Something Vague

IMG_7734n

[Ryan Gander: Felix provides a stage - (Eleven sketches for 'A sheet of paper on which I was about to draw, as it slipped from my table and fell to the floor'), 2008, Fototapete 298 x 446 cm]

Konzeptkunst, ich nenne das alles [1, 2] der Einfachheit halber mal so, gilt ja in aller Regel als schwer verdaulich und in Museen ist man bei solchen Ausstellungen meist sehr unter sich. Manche behaupten, dies sei die Rache der intellektuellen Künstler die unter die Räder des Siegeszugs der Pop Art geraten sind. Ich finde deren Grundtenor, dass Kunst erst im Betrachter entsteht, aber eigentlich durchaus interessant, gestehe hiermit öffentlich ein, (meist) nicht darunter zu leiden und ziehe Reduktion und Abwesenheit vielen allzu barocken Stilrichtungen vor. Auch der 32jährige Londoner Ryan Gander fühlt sich der Dekonstruktion verpflichtet, seine Ausstellung „Something Vague“ ist noch bis zum 2. November beim Bonner Kunstverein zu sehen.

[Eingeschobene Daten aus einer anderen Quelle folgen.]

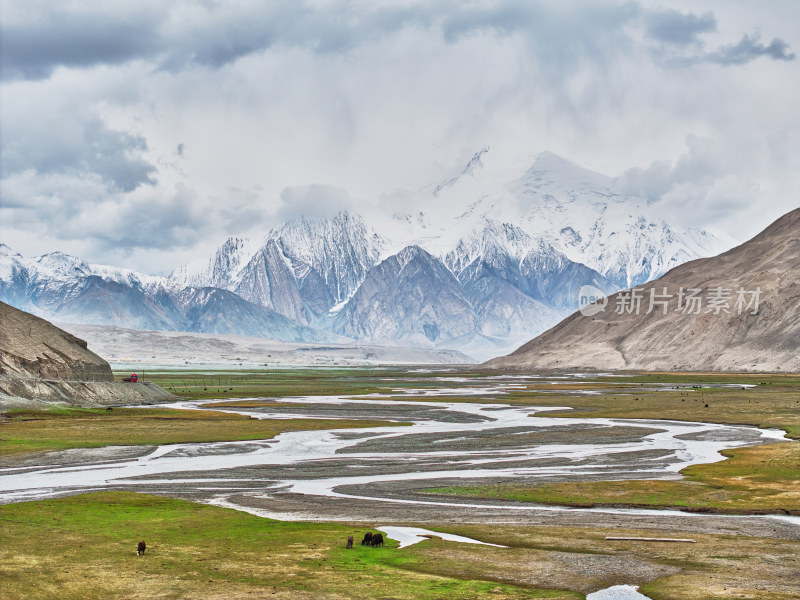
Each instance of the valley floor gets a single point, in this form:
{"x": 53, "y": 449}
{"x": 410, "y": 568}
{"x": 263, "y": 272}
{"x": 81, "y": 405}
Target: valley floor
{"x": 197, "y": 550}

Seine Werke werden dominiert von Unsichtbarem, das erst in der Vorstellung des Betrachters Gestalt annehmen kann. Das weiße Papier in den Aufnahmen aus dem Atelier des Künstlers etwa, scheint nur darauf zu warten, vom Künstler bearbeitet zu werden. Er geht dabei allerdings sehr selbstreferentiell und reflexiv vor: In „Unoxidised Silver on Paper, 2008“ wird ein schwarzes, lichtversiegeltes Paket ausgestellt, das ein belichtetes aber nicht entwickeltes Fotopapier enthält das Ryan Gander zeigt.

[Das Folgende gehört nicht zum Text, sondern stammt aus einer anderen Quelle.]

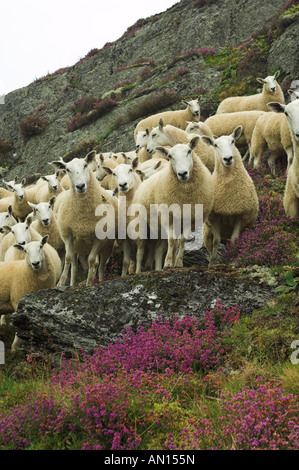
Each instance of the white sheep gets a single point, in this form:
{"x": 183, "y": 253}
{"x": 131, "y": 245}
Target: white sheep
{"x": 18, "y": 200}
{"x": 271, "y": 131}
{"x": 48, "y": 187}
{"x": 35, "y": 272}
{"x": 235, "y": 206}
{"x": 127, "y": 183}
{"x": 291, "y": 194}
{"x": 184, "y": 181}
{"x": 77, "y": 219}
{"x": 45, "y": 223}
{"x": 225, "y": 123}
{"x": 176, "y": 118}
{"x": 170, "y": 135}
{"x": 271, "y": 92}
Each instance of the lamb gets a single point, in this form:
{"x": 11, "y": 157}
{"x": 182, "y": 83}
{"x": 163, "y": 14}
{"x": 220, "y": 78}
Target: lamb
{"x": 235, "y": 206}
{"x": 6, "y": 218}
{"x": 45, "y": 223}
{"x": 22, "y": 233}
{"x": 35, "y": 272}
{"x": 175, "y": 118}
{"x": 78, "y": 220}
{"x": 18, "y": 200}
{"x": 271, "y": 92}
{"x": 272, "y": 131}
{"x": 127, "y": 182}
{"x": 225, "y": 123}
{"x": 49, "y": 186}
{"x": 291, "y": 194}
{"x": 185, "y": 180}
{"x": 169, "y": 136}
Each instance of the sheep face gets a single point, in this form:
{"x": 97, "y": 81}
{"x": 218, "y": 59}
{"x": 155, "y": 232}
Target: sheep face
{"x": 291, "y": 112}
{"x": 17, "y": 188}
{"x": 124, "y": 175}
{"x": 52, "y": 181}
{"x": 194, "y": 106}
{"x": 34, "y": 253}
{"x": 158, "y": 136}
{"x": 78, "y": 170}
{"x": 21, "y": 232}
{"x": 181, "y": 159}
{"x": 270, "y": 82}
{"x": 43, "y": 211}
{"x": 225, "y": 146}
{"x": 6, "y": 218}
{"x": 141, "y": 139}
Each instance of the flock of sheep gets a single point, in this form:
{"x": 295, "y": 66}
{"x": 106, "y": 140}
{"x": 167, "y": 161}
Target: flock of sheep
{"x": 73, "y": 215}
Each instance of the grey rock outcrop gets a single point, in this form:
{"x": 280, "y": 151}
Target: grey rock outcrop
{"x": 51, "y": 322}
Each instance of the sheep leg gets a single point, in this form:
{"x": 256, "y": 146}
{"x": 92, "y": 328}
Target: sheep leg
{"x": 139, "y": 254}
{"x": 168, "y": 263}
{"x": 236, "y": 231}
{"x": 104, "y": 256}
{"x": 216, "y": 242}
{"x": 70, "y": 257}
{"x": 126, "y": 257}
{"x": 161, "y": 247}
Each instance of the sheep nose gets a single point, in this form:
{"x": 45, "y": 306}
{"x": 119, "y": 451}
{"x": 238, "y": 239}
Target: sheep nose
{"x": 228, "y": 160}
{"x": 35, "y": 264}
{"x": 80, "y": 187}
{"x": 183, "y": 175}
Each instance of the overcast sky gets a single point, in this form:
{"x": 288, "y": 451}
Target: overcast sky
{"x": 38, "y": 37}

Konzeptkünstler arbeiten ja gerne indem sie delegieren: „She walked ahead, leading him through a blizzard of characters, 2008” bezeichnet eine frisch verputzte weiße Wand, hinter der sich der Text einer (vom Ghostwriter gekauften) Erzählung verbirgt die im Auftrag von Gander dort angebracht wurde, um wieder vollständig hinter dem frisch verputzten Gips zu verschwinden. Ein Höhepunkt der „Entmaterialisierung" des Kunstwerks jedenfalls und Sol LeWitt, der Urvater, fände das klasse, ich nicht so sehr. Und die Kuratorin Christina Végh bewundert gar die „raumfüllende Absenz“ und die „thematisiert durch das Aufsetzen einer neuen Schicht auch die Ge-Schichte einer Institution.“ Oh weh, Abgründe der Museumspädagogik.

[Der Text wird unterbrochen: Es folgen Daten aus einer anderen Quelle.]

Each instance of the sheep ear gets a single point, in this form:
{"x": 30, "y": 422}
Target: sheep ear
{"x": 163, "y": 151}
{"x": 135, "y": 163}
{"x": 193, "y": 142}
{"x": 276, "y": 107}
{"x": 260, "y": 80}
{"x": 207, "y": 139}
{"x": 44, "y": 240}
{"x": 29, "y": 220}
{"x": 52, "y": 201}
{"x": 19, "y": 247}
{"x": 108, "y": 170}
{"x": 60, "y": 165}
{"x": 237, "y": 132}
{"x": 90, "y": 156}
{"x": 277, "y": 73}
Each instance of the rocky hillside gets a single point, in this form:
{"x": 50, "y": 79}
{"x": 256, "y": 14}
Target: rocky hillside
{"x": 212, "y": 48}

Neugierde ist ganz gewiss eine notwendige Grundvoraussetzung für die Konfrontation mit Gegenwartskunst, sie wird aber selten befriedigt, schließlich gilt es Verborgenes zu imaginieren. Die Denk- und Handlungsanweisungen sind manchmal allerdings recht eindimensional, so auch bei: „Making it up as he went along (Alchemy Box 7), 2008“ in dem Gander eine Inventarliste ausstellt, die über das (nicht sichtbare) Innenleben eines ca halben Meter hohen Sockels Auskunft gibt. Immerhin gibt es noch was zu sehen, das war bei Konzeptkunst-Ausstellungen ja nicht immer so. Wurden doch auch schon völlig leere oder gar geschlossene Räume zur Ausstellung erklärt.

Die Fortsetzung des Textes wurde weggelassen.